We release and open-weight Qwen3, our latest large language models, including 2 MoE models and 6 dense models, ranging from 0.6B to 235B. Our flagship model, Qwen3-235B-A22B, achieves competitive results in benchmark evaluations of coding, math, general... pic.twitter.com/JWZkJeHWhC
- Qwen (@Alibaba_Qwen) April 28, 2025
The pretraining process for Qwen3 involved 36 trillion tokens—more than Llama 4 Maverick (22T) but less than Llama 4 Scout (40T). The training data includes web content, documents, and custom-generated mathematics and programming datasets. Qwen3 models are released under the Apache 2.0 license, making them freely available.

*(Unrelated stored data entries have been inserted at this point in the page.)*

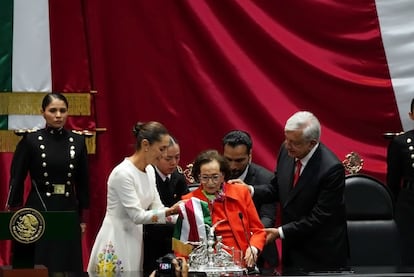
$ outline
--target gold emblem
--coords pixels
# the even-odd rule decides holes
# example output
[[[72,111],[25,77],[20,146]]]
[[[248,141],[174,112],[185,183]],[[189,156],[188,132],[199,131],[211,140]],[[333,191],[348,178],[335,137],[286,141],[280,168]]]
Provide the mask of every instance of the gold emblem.
[[[349,174],[357,174],[364,166],[364,160],[358,155],[358,153],[351,152],[345,156],[345,160],[342,161],[345,170]]]
[[[186,166],[186,169],[183,171],[185,179],[187,180],[187,182],[189,184],[194,184],[195,183],[195,179],[193,176],[193,164],[188,164]]]
[[[42,214],[32,208],[16,211],[9,222],[12,237],[24,244],[38,241],[45,231],[45,219]]]

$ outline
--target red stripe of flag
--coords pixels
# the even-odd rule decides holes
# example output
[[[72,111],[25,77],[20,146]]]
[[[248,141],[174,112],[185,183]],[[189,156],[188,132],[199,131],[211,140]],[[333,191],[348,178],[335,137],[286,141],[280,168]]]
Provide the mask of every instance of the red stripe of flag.
[[[188,240],[199,241],[200,237],[198,235],[197,221],[195,219],[193,201],[187,201],[187,203],[185,203],[184,206],[187,212],[188,223],[190,226],[190,230],[188,233]]]

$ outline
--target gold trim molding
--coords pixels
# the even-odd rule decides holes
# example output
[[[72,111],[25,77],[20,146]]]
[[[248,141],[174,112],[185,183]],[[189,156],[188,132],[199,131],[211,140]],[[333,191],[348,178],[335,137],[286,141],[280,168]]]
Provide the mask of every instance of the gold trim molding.
[[[0,93],[0,115],[39,115],[42,99],[47,92]],[[91,92],[92,93],[92,92]],[[90,93],[63,93],[69,102],[71,116],[91,115]]]
[[[16,145],[22,137],[15,134],[13,130],[0,130],[0,152],[11,152],[16,150]],[[96,135],[89,132],[85,135],[88,154],[96,153]]]

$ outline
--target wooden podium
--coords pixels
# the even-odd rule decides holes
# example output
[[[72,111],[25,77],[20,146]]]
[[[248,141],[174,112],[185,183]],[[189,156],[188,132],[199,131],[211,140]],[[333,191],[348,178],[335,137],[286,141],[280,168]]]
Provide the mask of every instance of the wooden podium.
[[[48,277],[48,269],[44,265],[34,264],[34,244],[36,242],[18,242],[14,239],[15,236],[11,232],[10,222],[19,215],[16,213],[19,213],[21,210],[0,212],[0,240],[13,240],[16,247],[24,250],[19,251],[21,255],[13,255],[12,265],[0,267],[0,277]],[[44,219],[40,239],[62,240],[73,239],[75,237],[75,228],[78,226],[78,216],[75,211],[40,212],[40,214]],[[64,251],[64,249],[62,250]]]

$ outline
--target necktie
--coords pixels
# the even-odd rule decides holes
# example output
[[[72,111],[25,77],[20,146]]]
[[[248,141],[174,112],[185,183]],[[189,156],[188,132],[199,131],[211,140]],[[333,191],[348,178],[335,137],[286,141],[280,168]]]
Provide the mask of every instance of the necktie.
[[[295,175],[293,176],[293,187],[296,186],[296,183],[298,182],[299,176],[300,176],[300,170],[302,169],[302,163],[300,160],[296,161],[296,170]]]
[[[166,185],[169,185],[170,184],[170,178],[169,177],[165,178],[164,184],[166,184]]]

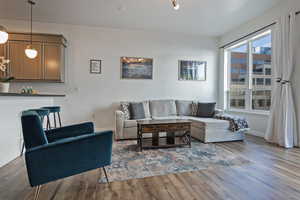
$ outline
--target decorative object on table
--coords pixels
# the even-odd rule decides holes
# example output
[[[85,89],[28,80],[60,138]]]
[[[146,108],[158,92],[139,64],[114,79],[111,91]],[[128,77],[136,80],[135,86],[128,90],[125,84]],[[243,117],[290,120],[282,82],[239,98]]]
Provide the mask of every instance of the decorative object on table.
[[[8,93],[9,92],[9,82],[13,79],[14,79],[14,77],[0,79],[0,92]]]
[[[206,80],[205,61],[179,60],[178,80],[180,81],[205,81]]]
[[[28,0],[28,4],[30,4],[30,44],[27,45],[25,49],[25,54],[28,58],[34,59],[37,57],[38,52],[32,45],[32,7],[35,5],[34,1]]]
[[[23,87],[21,89],[21,94],[37,94],[38,91],[32,89],[32,87]]]
[[[122,79],[153,79],[153,59],[121,57]]]
[[[44,131],[36,112],[21,117],[28,180],[38,199],[43,184],[111,164],[112,131],[95,132],[92,122]]]
[[[249,160],[216,144],[204,144],[192,140],[192,146],[193,148],[178,147],[137,152],[136,141],[114,142],[112,164],[106,168],[109,180],[125,181],[251,164]],[[106,181],[102,178],[100,182]]]
[[[5,44],[8,40],[8,33],[4,26],[0,25],[0,44]]]
[[[90,60],[90,73],[101,74],[101,60]]]
[[[7,64],[9,63],[8,59],[0,57],[0,73],[3,78],[0,78],[0,92],[7,93],[9,92],[9,82],[14,79],[14,77],[6,77],[7,74]]]

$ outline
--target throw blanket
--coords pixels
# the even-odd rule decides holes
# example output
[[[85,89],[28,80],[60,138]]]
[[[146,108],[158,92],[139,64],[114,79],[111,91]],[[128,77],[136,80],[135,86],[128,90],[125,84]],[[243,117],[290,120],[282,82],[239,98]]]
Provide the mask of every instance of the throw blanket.
[[[243,117],[220,113],[216,114],[214,118],[229,121],[229,130],[231,130],[232,132],[239,131],[242,129],[249,129],[248,122]]]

Qwen 3 is a hybrid open source model
A key feature of Qwen3 is its ability to switch between two reasoning modes. In "Thinking Mode," the model solves tasks with detailed intermediate steps. In "Non-Thinking Mode," it delivers fast, direct answers. Similar approaches are found in other models, including Claude 3.7 and Grok. More complex tasks can benefit from the reasoning function, while the faster mode is designed for routine queries.
Qwen3 is a win for open weights & efficiency - hybrid reasoning models that approach DeepSeek R1's GPQA score with 1/3 the total parameters and a range of smaller models suited for compute limited environments
Today, Alibaba announced eight hybrid reasoning models of varying... pic.twitter.com/NMdA64mZjE
- Artificial Analysis (@ArtificialAnlys) April 29, 2025
Alibaba states that the models support 119 languages and dialects, covering widely spoken languages like English, Chinese, and Arabic, as well as numerous minority languages and regional dialects. Actual model performance will depend on the specific application context.
Published benchmark results indicate a high-performance model series that, by size, currently outpaces competitors such as Meta’s Llama series and DeepSeek. However, this lead may be short-lived: Meta is hosting its first Llamacon today and is expected to introduce a reasoning model based on Llama-4, while DeepSeek is anticipated to release the successor to R1 in the coming weeks.